It must be true for other careers, not just radio: when you choose it as a young kid, when it becomes the dream of your life, you idealize it. I certainly did. When I pretended to be on the radio, up in my boyhood bedroom talking over the songs on WLS or WCFL, I had all the fun of being a radio jock—cracking wise, hitting the post, just generally sounding cool—without all of the reality I would eventually learn about.

To wit: off-air responsibilities, sometimes tedious or unrewarding. Weird working hours that put you out of sync with other people in your life. Weekends and holidays on the air, which can do the same. Difficult colleagues. Clueless bosses. Small paychecks. Playing music you don’t particularly like. The ratings. Wondering if your talent is enough. The feeling that nobody, listeners or management, understands or cares about the effort you’re putting in.

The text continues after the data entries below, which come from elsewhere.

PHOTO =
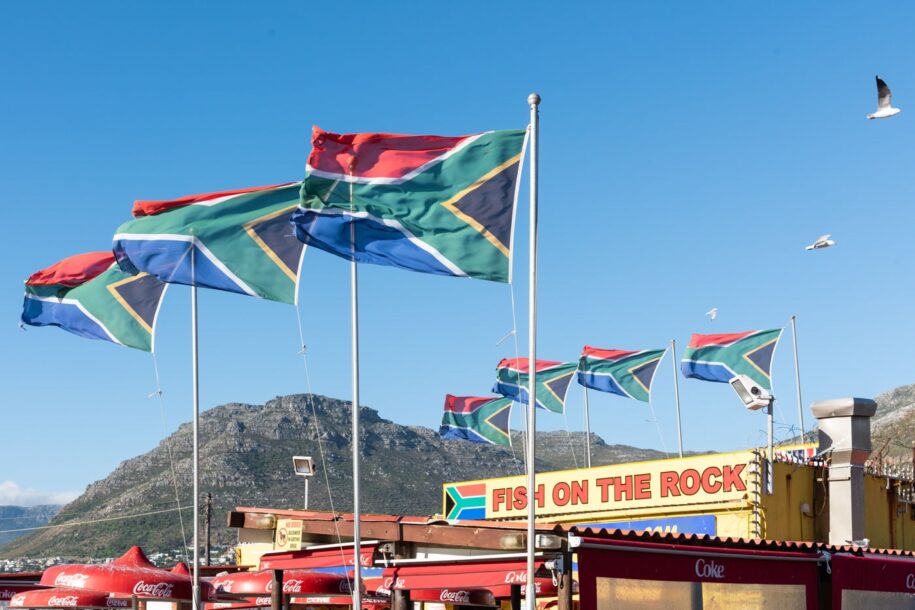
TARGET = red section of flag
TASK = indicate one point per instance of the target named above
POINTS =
(151, 208)
(521, 364)
(377, 155)
(698, 340)
(465, 404)
(73, 271)
(606, 354)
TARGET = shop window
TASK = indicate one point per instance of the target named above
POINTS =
(626, 593)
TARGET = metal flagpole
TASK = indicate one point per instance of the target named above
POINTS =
(195, 593)
(531, 597)
(354, 313)
(797, 377)
(587, 427)
(673, 360)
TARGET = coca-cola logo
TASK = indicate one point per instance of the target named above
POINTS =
(153, 589)
(76, 580)
(67, 601)
(709, 569)
(455, 597)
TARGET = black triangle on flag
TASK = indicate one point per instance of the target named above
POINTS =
(499, 419)
(560, 385)
(644, 373)
(275, 235)
(762, 357)
(140, 296)
(486, 205)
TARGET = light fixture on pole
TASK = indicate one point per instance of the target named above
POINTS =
(755, 397)
(304, 466)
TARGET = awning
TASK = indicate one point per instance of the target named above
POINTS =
(65, 597)
(294, 582)
(130, 574)
(310, 559)
(464, 575)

Practically nobody ever quits radio because they hate being on the air. What drives out most of those who leave is overwhelmingly the other stuff. But being behind the studio door, headphones on, microphone cracked, talking to the people—the process and the feeling of making a show—that’s what keeps us coming back to work every day, and to the industry itself if ever we leave it, in spite of the other stuff.

For a radio lifer, being on the air can be like chasing the dragon. You want the rush you get when it feels like it feels when you dream of how it should feel. You won’t get it every time and probably not even very often, but when you do, it’s like nothing else. The specifics depend on who you are: music jock, talk host, play-by-play announcer. But the realization is the same: you’re an addict, and you know you’ll never kick.

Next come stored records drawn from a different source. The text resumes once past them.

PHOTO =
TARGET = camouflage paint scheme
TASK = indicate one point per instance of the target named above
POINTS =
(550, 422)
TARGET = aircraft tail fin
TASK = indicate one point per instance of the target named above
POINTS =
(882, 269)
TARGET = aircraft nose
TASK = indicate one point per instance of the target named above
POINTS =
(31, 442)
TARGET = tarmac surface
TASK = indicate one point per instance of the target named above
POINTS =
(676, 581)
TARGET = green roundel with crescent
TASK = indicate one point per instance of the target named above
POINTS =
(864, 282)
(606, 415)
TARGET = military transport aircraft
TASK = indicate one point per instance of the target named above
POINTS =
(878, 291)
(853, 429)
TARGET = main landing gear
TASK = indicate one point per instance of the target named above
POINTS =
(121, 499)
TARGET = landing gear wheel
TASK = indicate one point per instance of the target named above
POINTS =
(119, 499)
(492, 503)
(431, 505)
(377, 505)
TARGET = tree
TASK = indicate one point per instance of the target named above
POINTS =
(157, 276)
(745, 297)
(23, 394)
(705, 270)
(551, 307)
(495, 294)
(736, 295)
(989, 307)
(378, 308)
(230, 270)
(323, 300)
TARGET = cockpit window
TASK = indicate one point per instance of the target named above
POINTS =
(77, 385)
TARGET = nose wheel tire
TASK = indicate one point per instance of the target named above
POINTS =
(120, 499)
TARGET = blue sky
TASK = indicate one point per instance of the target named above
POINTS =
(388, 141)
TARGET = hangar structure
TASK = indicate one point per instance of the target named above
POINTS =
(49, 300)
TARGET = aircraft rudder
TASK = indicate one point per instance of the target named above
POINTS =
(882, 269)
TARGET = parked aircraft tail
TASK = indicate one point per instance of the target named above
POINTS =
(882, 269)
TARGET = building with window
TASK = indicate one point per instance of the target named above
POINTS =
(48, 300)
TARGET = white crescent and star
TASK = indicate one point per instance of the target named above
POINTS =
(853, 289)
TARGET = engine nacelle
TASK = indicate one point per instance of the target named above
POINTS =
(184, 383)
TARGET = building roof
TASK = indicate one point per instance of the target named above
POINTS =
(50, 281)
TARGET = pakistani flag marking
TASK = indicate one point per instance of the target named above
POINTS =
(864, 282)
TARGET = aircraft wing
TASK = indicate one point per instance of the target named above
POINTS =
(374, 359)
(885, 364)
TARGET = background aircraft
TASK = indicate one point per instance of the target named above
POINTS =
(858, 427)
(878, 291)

I was on the air a couple of Saturday nights back, doing my 70s music show. I was talking over the introduction of a record, delivering the bit I had scripted a few minutes before. I hadn’t thought about it in advance, but as I spoke, I found myself instinctively reaching for the post I knew was in the intro, hitting it, and then finishing the bit right as the vocal began, with my best boss-jock flourish. And as I did it, I flashed on the way I had done that very thing 50 years before, upstairs in my bedroom at home, while I was pretending to be on the radio, probably with that very same song.

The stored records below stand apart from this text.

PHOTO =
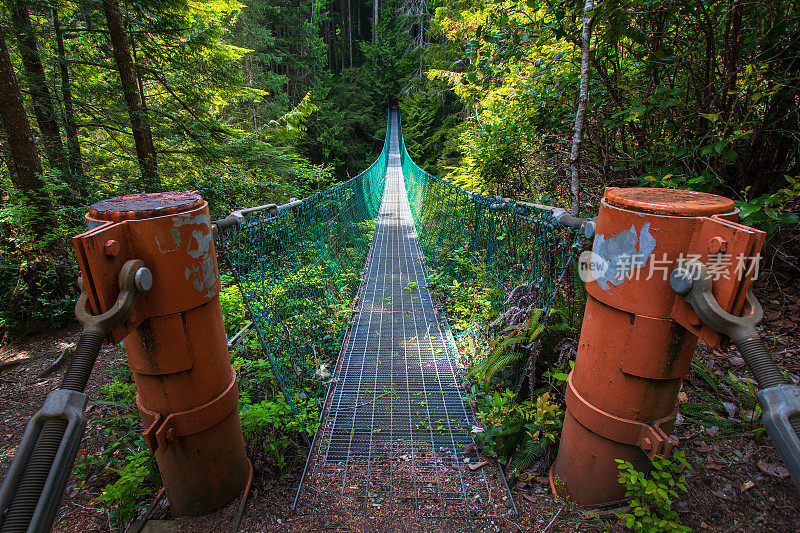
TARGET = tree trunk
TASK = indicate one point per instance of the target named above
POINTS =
(342, 33)
(140, 122)
(70, 122)
(43, 107)
(350, 32)
(580, 114)
(374, 21)
(25, 166)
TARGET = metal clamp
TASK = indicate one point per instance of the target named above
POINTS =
(161, 430)
(54, 455)
(134, 280)
(693, 282)
(649, 437)
(780, 402)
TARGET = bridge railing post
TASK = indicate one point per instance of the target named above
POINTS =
(638, 336)
(175, 340)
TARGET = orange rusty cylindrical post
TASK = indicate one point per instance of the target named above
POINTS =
(638, 337)
(175, 342)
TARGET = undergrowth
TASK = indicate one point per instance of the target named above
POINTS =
(651, 496)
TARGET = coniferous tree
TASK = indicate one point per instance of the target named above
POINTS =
(43, 107)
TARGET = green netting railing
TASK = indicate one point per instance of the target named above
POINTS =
(508, 251)
(299, 269)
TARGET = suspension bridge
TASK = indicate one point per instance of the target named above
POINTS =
(343, 278)
(396, 429)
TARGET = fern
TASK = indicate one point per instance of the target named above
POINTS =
(529, 452)
(503, 353)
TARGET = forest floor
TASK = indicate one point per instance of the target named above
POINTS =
(737, 481)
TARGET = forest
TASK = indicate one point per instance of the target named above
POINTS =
(546, 101)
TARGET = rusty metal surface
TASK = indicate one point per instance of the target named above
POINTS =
(675, 202)
(178, 248)
(638, 336)
(144, 205)
(175, 342)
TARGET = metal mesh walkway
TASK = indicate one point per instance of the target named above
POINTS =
(395, 437)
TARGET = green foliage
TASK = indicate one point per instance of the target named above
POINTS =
(37, 283)
(134, 483)
(123, 466)
(275, 416)
(651, 496)
(769, 211)
(673, 103)
(503, 350)
(517, 433)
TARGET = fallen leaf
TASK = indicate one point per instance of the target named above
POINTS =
(477, 465)
(773, 469)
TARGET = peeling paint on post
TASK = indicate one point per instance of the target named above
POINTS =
(186, 388)
(633, 352)
(623, 253)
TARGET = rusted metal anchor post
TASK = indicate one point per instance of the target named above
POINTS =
(175, 340)
(638, 336)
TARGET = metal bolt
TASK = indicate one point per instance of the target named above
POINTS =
(717, 245)
(143, 279)
(589, 229)
(111, 248)
(681, 281)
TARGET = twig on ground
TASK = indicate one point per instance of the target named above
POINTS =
(512, 522)
(553, 520)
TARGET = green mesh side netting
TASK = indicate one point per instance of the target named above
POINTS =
(515, 249)
(299, 270)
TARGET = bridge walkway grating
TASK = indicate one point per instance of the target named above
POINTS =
(396, 430)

In that moment, I caught the dragon.

Anyone who is even halfway self-aware, no matter who they are or what they do, sometimes has doubts about the choices they’ve made. About a career, or a particular aspect of that career. About a relationship. About how they responded to a situation or answered a question. Lying awake at night, or during those long hours behind the wheel when the mind wanders, we wonder: did I do the right thing? What if I got it wrong? Should I be doing this thing that I am doing? Or should I be doing something else?

In 2011, I wrote this:

We have moments in which we see our lives whole. The dreams we had and the way they came true—or didn’t. The ways in which we have succeeded, and in which we have failed. What we have done, and what we have left undone. We see the faces and hear the voices of those we love and those we have lost. Everything that was, everything that is—and, perhaps, everything that is going to be—rushes in on us all at once.

That Saturday night, everything that was, everything that is, and everything that is going to be rushed in on me, all at once. I was reminded that in my life, amidst all the missteps and regrets and better roads not taken, I got at least one thing right.